Free literature dispensers at Canary Wharf in partnership with Penguin Books

0
EDITORIAL USE ONLY Author Sathnam Sanghera celebrates South Asian Heritage Month by printing an extract from his book Empireworld at one of Canary Wharf’s Short Story Stations, offering free stories, poems and extracts in collaboration with publishing house, Penguin Books. Picture date: Monday July 29, 2024. PA Photo. Visitors can print new fiction and non-fiction stories from a variety of Penguin-published authors at Canary Wharf’s Crossrail Place Roof Garden and Jubilee Place. Celebrating established and new authors alike, different stories will be themed to go live at key moments in the year such as South Asian Heritage Month, Black History Month and Pride. Photo credit should read: David Parry/PA Media Assignments

Canary Wharf has joined forces with one of the world’s leading publishing houses, Penguin Books, to re-launch its hugely popular Short Story Stations.

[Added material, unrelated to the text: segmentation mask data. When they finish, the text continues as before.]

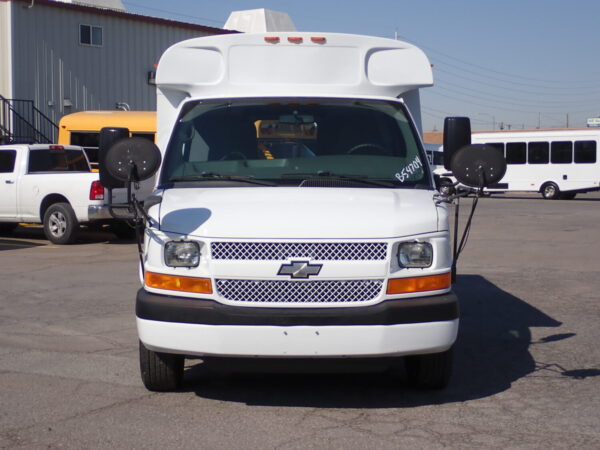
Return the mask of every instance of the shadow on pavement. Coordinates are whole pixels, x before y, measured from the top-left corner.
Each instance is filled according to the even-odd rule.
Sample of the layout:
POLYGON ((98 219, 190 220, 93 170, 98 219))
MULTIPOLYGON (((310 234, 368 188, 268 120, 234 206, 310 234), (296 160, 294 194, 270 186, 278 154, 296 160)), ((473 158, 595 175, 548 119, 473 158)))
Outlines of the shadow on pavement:
MULTIPOLYGON (((121 245, 134 244, 135 242, 135 235, 119 238, 107 226, 101 228, 82 226, 77 235, 77 240, 70 245, 93 243, 121 245)), ((55 244, 46 239, 44 228, 41 225, 20 225, 11 232, 0 233, 0 250, 14 250, 17 248, 31 248, 44 245, 55 244), (31 242, 31 240, 40 242, 31 242)))
POLYGON ((18 250, 32 247, 42 247, 46 244, 24 241, 22 239, 3 239, 0 237, 0 251, 2 250, 18 250))
MULTIPOLYGON (((406 386, 401 365, 383 372, 354 371, 344 361, 207 360, 186 369, 185 391, 203 398, 250 405, 328 408, 388 408, 460 402, 497 394, 516 380, 536 371, 529 353, 531 327, 560 327, 519 298, 477 275, 458 277, 455 291, 461 305, 461 326, 455 351, 454 374, 442 391, 419 391, 406 386), (309 373, 280 373, 290 371, 309 373), (337 367, 336 367, 337 365, 337 367), (332 372, 333 370, 333 372, 332 372), (334 373, 337 370, 337 373, 334 373), (321 373, 314 373, 314 372, 321 373), (310 373, 313 372, 313 373, 310 373), (327 372, 327 373, 324 373, 327 372)), ((546 341, 568 339, 573 333, 556 334, 546 341)), ((398 360, 396 360, 397 362, 398 360)), ((189 360, 188 360, 189 362, 189 360)), ((376 371, 379 369, 379 371, 376 371)), ((573 378, 596 376, 596 369, 561 373, 573 378)))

Across the next year new stories, poems and extracts will be available to print at each station in Canary Wharf’s Crossrail Place Roof Garden and Jubilee
Place. The Penguin-curated stories have been written by some of the brand’s top selling authors including Salman Rushdie and Lavina Mehta, which can all be read for free.

Celebrating established and new authors alike whilst also championing diversity and inclusion throughout, different stories will be themed to go live at key
moments in the year such as South Asian Heritage Month, Black History Month and LGBTQ+ Pride Month.

With the partnership launching during South Asian Heritage Month this July, Canary Wharf visitors can now get their hands on extracts from books by authors
from the South Asian diaspora including Sathnam Sanghera’s Empireworld and Naina Kumar’s
Say You’ll Be My Jaan.

This is not the first time Penguin Books has given their readers access to their works in vending machines. Back at the very start, founder Sir Allen Lane
created the Penguin sixpenny paperback which readers were able to pick up at train stations, corner shops and vending machines across the country. The aim was to make quality literature affordable and accessible to all – just as it is doing at Canary Wharf
today.

Since Britain’s first ever Short Story Stations were launched in Canary Wharf in 2019, visitors have printed more than 250,000 free pieces of writing, with
the standard collection spanning a vast range of stories and poems from recognised classic tales to newer works.

At the touch of a button, visitors can print one, three, or five-minute-long stories onto eco-friendly paper, with the tales covering a variety of genres
from crime to comedy and everything in between – ideal for commuters who are tired of Instagram scrolling on the train, or for those looking for a quick read on their way back from the shops.

Camilla McGregor, Arts & Events Manager at CWG said:
“We’re delighted
to have partnered with Penguin Books for the re-launch of our Short Story Stations, offering free accessible literature from established and new authors alike. The stations offer visitors the chance to immerse themselves in a story, even if they only have
a few minutes to spare. People of South Asian heritage make up one of the largest minority ethnic groups in the UK, with our London Borough of Tower Hamlets being home to a large Bangladeshi population – so South Asian Heritage Month is the perfect time to
launch this new partnership here at Canary Wharf, offering us the chance to spotlight stories from authors with a South Asian background, celebrating and honouring the community we are part of.”